Paulo Nawalu
- Born: October 18, 1958 (age 67) Lautoka, Fiji
- Height: 5 ft 11 in (1.80 m)
- Weight: 201 lb (91 kg)

Rugby union career
- Position: Scrum-half

Amateur team(s)
- Years: Team / Apps / (Points)
- 1970-1972: Nailili Catholic Mission School
- 1973-1977: Marist Brothers High School
- 1978-1980: Corpus Christi Teachers Colts

Senior career
- Years: Team / Apps / (Points)
- 1978-1990: St.
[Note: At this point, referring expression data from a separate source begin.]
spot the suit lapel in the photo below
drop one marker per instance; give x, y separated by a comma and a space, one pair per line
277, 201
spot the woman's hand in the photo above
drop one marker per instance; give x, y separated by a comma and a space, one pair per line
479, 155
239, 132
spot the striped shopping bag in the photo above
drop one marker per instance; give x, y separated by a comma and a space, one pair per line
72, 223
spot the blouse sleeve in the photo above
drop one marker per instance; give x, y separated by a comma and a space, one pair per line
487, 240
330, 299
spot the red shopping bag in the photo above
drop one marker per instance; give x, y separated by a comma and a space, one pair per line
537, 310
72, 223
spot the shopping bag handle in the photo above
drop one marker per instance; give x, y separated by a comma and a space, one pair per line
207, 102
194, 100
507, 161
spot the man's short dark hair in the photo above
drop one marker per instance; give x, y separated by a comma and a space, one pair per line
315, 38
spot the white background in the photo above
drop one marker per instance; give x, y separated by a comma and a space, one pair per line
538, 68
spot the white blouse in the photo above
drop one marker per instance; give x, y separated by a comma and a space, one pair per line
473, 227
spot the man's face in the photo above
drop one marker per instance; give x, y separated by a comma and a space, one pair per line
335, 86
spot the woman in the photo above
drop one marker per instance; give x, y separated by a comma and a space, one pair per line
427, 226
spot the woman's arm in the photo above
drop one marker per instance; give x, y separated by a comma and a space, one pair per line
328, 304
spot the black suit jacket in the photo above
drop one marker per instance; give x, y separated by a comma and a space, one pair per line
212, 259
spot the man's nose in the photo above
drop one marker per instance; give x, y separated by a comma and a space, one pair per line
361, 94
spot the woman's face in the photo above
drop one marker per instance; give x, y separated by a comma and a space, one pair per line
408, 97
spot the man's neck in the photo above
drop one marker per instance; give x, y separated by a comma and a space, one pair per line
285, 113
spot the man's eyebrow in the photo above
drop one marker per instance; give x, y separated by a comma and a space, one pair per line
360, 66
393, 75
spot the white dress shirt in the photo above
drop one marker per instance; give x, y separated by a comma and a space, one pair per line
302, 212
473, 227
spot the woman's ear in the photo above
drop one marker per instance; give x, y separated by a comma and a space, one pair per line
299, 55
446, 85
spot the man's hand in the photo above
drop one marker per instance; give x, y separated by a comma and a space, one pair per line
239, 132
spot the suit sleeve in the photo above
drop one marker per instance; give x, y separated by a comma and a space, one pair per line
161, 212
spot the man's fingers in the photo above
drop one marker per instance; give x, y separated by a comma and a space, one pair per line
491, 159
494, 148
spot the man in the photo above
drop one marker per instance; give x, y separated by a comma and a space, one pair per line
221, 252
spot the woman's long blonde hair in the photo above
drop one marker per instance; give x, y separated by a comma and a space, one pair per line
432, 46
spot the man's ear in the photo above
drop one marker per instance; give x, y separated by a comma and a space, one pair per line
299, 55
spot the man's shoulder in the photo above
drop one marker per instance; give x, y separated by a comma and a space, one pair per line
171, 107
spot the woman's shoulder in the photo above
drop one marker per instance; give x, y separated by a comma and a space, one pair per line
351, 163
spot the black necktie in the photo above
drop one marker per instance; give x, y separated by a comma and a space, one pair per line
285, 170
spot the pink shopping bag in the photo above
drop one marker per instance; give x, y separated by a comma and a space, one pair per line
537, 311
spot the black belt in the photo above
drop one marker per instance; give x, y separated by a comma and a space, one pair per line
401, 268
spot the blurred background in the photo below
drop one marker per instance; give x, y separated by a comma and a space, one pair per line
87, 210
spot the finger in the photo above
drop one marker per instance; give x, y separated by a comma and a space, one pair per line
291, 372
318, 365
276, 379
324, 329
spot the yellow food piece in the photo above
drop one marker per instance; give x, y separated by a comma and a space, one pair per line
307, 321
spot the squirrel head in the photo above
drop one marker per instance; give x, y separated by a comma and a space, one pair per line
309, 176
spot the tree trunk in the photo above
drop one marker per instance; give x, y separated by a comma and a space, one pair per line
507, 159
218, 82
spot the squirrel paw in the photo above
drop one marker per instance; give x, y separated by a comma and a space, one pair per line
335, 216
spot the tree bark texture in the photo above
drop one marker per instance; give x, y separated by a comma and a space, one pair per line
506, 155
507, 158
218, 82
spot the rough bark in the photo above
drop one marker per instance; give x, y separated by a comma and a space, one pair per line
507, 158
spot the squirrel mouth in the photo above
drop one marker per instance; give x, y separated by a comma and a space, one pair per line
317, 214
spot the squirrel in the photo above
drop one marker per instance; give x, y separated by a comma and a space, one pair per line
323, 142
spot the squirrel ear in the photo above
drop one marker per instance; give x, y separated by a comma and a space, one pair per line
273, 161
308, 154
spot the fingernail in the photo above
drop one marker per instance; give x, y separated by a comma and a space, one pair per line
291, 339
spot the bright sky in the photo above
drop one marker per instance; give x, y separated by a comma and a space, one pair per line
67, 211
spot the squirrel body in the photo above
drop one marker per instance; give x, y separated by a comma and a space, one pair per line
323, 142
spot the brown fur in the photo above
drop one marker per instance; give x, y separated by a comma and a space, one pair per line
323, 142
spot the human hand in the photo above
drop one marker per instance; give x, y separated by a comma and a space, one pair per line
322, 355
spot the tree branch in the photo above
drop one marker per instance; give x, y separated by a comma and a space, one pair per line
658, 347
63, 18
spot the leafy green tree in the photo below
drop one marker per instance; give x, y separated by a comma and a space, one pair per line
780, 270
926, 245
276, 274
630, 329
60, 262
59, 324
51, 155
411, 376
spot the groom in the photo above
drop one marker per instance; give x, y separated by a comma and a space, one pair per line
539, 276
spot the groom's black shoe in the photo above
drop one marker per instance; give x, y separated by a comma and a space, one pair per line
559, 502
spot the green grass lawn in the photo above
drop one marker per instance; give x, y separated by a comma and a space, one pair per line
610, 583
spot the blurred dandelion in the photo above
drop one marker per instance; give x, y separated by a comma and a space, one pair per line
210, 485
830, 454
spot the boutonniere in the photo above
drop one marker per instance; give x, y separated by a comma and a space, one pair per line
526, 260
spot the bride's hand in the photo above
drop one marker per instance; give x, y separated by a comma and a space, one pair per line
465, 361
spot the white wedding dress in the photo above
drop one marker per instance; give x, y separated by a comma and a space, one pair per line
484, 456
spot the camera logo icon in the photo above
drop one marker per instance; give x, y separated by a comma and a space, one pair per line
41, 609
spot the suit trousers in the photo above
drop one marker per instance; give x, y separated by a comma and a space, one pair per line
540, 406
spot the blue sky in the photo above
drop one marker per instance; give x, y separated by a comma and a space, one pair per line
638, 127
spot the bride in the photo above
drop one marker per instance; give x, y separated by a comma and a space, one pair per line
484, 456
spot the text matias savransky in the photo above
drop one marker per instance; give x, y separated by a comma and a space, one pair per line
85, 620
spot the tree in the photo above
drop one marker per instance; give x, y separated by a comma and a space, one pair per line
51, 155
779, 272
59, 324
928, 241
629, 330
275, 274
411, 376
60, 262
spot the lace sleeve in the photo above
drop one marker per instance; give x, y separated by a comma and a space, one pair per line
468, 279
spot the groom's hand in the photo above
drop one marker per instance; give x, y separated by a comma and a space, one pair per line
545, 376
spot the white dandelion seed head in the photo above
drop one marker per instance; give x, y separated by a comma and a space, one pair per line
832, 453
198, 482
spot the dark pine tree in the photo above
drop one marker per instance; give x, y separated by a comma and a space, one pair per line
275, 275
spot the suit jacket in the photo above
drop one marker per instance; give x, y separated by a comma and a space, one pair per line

John's Marist Club
- 1981-1990: Suva
- 1990-2000: Hino Motors
- 2000-2012: Kawagoe Fighters

International career
- Years: Team / Apps / (Points)
- 1983-1989: Fiji / 17 / (7)

National sevens team
- Years: Team /  / Comps
- 1992-1995: Japan

Coaching career
- Years: Team
- 1981-1989: Cathedral Secondary High School (senior team)
- 1991-1999: Hino Motors
- 1992-2001: Japan 7s
- 2000-2012: Hakuoh University
- 2002-2013 (Skill Coach): Japan 7s
- 2015-: Karada Factory A.P. Pirates

= Paulo Nawalu =

Fijian rugby union player (born 1959)

Paulo Nawalu, spelt also as Paula Nawalu (born October 18, 1958 in Lautoka) is a former rugby union player. He played as a scrum-half.

==Career==
His first international match was against Tonga, at Suva, on June 8, 1983. He was also part of the 1987 Rugby World Cup roster, as well of the South Pacific Barbarians during their 1987 tour in South Africa. Later, Nawalu played for the Japan national rugby sevens team, with which he played the 1993 Rugby World Cup Sevens. Nawalu was the first Fijian player to play in a Japanese team, when he played for Hino Motors.

==Coaching career==
He trained the Japan national rugby sevens team during the 1997 and the 2001 Rugby World Cup Sevens. Currently, since 2015, he is coaching Karada Factory A.P. Pirates, a Japanese women's rugby sevens team.